No obstante, ese consenso regional comienza a mostrar fisuras en la medida en que partidos de extrema derecha han llegado al gobierno. La decisión anunciada por el presidente electo de Colombia, Abelardo de la Espriella, de romper relaciones diplomáticas con Cuba y cerrar la embajada colombiana en La Habana constituye un giro significativo en la política exterior colombiana. La medida marca una ruptura con una tradición de diálogo que permitió, entre otros logros, que Cuba actuara como país garante de las negociaciones de paz con las FARC y acogiera la firma del Acuerdo de Paz de 2016. Así las cosas, resulta legítimo preguntarse si el aislamiento diplomático favorece realmente la defensa de los intereses nacionales o si, por el contrario, reduce los canales de comunicación precisamente cuando las diferencias políticas hacen más necesaria la diplomacia.

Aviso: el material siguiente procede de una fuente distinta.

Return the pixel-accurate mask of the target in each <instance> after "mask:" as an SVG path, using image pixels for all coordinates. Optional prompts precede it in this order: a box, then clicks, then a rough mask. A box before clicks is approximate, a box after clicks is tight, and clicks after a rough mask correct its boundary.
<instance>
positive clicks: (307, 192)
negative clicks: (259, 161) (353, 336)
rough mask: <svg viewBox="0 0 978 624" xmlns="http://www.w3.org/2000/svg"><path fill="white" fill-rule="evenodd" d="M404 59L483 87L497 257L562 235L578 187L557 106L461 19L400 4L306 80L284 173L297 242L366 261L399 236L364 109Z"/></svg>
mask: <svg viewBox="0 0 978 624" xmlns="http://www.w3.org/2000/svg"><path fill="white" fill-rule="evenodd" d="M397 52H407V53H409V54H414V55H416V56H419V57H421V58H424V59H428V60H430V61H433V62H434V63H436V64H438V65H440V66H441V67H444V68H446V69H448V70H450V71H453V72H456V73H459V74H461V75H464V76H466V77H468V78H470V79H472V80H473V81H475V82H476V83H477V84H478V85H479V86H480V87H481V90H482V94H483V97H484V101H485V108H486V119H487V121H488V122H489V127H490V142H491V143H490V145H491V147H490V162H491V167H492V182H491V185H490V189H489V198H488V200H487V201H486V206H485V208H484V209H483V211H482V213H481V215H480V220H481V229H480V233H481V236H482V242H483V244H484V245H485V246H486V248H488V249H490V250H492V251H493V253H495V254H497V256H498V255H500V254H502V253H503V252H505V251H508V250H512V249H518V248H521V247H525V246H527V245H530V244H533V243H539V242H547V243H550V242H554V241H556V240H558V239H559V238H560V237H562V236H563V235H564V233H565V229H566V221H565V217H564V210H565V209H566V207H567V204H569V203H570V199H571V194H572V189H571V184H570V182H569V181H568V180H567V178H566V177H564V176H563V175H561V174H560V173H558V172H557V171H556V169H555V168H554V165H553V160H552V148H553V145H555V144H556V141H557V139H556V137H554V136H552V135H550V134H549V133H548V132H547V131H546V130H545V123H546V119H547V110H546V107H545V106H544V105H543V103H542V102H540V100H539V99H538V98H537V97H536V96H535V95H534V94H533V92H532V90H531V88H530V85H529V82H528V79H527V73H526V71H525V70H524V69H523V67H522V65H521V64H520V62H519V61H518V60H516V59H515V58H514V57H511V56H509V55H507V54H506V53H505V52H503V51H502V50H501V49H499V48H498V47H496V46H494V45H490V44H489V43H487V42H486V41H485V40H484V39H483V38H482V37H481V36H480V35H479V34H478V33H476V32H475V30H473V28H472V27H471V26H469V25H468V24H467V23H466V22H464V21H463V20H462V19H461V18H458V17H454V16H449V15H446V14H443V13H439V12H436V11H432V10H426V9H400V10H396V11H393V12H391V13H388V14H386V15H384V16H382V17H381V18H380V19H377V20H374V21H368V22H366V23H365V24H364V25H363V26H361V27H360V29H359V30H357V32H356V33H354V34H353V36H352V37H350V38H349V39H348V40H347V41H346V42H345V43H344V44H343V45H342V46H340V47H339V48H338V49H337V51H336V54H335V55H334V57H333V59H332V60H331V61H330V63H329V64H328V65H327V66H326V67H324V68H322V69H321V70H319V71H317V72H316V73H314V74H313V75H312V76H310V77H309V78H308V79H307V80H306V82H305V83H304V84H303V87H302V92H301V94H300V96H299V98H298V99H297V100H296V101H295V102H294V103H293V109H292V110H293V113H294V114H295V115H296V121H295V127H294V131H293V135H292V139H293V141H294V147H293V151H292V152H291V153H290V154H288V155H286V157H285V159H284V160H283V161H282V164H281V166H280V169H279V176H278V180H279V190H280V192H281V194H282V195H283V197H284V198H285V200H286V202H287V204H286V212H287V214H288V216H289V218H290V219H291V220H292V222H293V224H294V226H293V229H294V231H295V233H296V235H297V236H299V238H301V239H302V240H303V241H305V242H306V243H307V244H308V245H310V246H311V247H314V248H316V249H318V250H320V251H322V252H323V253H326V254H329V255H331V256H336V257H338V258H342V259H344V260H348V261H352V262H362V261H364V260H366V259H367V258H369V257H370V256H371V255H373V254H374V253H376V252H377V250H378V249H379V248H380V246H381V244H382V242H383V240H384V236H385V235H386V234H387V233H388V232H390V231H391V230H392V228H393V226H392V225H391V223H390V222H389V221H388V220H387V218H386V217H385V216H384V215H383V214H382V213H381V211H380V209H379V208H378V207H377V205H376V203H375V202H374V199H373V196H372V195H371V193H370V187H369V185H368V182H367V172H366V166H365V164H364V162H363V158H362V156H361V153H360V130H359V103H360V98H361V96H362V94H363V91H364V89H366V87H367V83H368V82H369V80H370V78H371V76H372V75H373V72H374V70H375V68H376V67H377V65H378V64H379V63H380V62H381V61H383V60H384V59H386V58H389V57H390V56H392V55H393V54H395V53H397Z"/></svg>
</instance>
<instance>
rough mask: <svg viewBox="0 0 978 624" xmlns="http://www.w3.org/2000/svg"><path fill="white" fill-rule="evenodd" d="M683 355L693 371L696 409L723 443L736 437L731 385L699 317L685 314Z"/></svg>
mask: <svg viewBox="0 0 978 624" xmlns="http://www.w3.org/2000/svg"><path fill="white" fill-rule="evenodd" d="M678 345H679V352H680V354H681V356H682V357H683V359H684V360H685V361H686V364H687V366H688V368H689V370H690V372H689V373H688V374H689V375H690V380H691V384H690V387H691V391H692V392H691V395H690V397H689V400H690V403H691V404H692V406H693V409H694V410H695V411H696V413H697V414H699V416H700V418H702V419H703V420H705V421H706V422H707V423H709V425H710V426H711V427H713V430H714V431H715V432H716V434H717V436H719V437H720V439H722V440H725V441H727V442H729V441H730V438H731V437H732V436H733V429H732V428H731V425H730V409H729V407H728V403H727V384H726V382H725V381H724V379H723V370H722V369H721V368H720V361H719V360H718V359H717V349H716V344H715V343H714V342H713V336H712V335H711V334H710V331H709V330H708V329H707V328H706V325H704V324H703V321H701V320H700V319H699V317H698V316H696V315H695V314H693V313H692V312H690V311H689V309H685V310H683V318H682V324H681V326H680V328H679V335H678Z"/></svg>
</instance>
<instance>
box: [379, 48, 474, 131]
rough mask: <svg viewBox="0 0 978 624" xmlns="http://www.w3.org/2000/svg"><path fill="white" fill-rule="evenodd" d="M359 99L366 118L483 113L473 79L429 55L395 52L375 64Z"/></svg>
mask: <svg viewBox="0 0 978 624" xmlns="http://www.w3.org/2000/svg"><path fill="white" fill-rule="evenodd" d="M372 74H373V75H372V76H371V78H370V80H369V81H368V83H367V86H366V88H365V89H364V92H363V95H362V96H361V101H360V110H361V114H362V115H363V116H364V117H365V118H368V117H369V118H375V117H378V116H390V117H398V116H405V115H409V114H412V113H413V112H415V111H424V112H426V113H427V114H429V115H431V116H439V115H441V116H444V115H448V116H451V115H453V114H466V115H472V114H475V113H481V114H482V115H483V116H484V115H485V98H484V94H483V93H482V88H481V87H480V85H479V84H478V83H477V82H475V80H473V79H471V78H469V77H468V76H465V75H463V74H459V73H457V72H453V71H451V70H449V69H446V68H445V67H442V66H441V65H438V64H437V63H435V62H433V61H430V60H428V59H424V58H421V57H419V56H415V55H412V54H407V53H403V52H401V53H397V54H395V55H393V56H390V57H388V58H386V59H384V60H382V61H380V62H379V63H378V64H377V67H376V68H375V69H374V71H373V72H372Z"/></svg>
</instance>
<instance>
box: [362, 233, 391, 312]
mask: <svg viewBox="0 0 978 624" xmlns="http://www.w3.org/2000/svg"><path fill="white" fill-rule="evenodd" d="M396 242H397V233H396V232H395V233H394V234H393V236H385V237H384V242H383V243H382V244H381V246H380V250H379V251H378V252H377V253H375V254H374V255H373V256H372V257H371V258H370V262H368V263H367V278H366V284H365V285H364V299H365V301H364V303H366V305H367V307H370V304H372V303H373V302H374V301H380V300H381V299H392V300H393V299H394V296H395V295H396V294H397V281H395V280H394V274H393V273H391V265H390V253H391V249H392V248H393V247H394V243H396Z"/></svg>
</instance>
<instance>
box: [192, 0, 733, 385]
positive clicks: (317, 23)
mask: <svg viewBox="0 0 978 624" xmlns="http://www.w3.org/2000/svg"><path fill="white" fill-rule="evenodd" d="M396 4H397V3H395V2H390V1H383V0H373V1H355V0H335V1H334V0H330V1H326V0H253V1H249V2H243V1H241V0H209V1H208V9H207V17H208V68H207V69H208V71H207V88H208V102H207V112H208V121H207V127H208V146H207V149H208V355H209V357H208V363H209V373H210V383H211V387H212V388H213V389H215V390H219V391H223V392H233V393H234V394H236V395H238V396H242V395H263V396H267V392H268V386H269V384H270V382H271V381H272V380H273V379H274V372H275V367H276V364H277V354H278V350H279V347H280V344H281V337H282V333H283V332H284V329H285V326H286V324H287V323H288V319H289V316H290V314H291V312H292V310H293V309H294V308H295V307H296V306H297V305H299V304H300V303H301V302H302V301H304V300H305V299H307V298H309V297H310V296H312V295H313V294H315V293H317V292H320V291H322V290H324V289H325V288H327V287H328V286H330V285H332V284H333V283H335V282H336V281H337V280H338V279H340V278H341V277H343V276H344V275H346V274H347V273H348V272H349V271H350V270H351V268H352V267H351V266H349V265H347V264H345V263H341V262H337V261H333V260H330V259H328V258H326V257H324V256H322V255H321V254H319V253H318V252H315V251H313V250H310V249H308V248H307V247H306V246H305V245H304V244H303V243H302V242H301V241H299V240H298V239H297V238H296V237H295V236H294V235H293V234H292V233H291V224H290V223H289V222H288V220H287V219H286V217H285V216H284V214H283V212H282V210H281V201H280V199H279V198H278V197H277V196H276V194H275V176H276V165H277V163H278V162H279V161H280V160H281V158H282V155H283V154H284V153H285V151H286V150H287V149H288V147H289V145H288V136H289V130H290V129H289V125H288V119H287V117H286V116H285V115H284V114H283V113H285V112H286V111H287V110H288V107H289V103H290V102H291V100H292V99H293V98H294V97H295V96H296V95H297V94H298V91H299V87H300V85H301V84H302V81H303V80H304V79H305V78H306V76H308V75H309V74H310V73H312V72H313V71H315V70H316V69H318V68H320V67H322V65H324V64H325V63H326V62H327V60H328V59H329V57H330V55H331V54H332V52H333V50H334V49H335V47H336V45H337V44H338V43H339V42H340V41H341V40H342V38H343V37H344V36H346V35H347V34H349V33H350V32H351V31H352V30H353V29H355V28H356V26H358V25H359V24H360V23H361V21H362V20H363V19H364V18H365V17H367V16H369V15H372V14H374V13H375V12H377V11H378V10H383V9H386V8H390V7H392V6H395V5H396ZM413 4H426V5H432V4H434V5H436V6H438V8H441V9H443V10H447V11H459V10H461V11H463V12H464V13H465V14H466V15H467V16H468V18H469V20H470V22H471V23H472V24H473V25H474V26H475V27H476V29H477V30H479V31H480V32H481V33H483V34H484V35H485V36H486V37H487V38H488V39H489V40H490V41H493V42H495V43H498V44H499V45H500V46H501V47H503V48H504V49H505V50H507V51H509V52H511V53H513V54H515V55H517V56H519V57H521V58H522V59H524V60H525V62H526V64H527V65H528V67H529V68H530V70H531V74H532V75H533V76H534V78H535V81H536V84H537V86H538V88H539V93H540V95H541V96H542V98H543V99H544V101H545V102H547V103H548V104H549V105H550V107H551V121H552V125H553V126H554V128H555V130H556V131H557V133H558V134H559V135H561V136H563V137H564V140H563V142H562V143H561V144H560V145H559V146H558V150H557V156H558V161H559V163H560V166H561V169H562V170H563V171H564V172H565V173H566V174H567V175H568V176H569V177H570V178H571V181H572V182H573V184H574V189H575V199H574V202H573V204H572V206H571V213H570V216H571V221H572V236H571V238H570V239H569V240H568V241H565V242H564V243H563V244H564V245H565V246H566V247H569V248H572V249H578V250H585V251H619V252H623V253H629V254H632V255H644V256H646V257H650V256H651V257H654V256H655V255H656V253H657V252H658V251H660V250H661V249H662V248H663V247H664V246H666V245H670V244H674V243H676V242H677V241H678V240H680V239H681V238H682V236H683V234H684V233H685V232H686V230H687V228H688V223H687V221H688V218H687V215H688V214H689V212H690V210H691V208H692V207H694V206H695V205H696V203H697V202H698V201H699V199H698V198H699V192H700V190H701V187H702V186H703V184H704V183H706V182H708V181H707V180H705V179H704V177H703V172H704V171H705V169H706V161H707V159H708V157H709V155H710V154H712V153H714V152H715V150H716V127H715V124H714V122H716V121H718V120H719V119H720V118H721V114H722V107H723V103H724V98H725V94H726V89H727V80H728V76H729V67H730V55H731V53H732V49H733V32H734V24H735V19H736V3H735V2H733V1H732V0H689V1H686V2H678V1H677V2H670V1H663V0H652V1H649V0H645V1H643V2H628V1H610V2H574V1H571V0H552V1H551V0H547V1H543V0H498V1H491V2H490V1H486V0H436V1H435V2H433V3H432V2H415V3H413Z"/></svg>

Se trata de decidir qué clase de orden internacional queremos defender: uno donde los Estados más poderosos puedan prolongar indefinidamente medidas coercitivas porque tienen la capacidad para hacerlo, o uno donde incluso el ejercicio del poder encuentre límites en el derecho y en la dignidad humana.
Después de más de sesenta años, la discusión ya no consiste en determinar quién ganó aquella confrontación nacida en la Guerra Fría. Esa guerra terminó hace mucho tiempo. Lo que permanece son sus heridas. Levantar el embargo no resolverá, por sí solo, los problemas de Cuba, pero sí eliminaría un obstáculo mayúsculo cuya permanencia resulta imposible de justificar desde el derecho internacional, desde la ética pública y desde la simple condición humana.
Porque hay una verdad que ninguna geopolítica consigue borrar: cuando una política necesita castigar durante generaciones a una población para intentar modificar el comportamiento de un gobierno, hace mucho tiempo dejó de ser una política justa y eficaz. Se convirtió, simplemente, en una injusticia prolongada.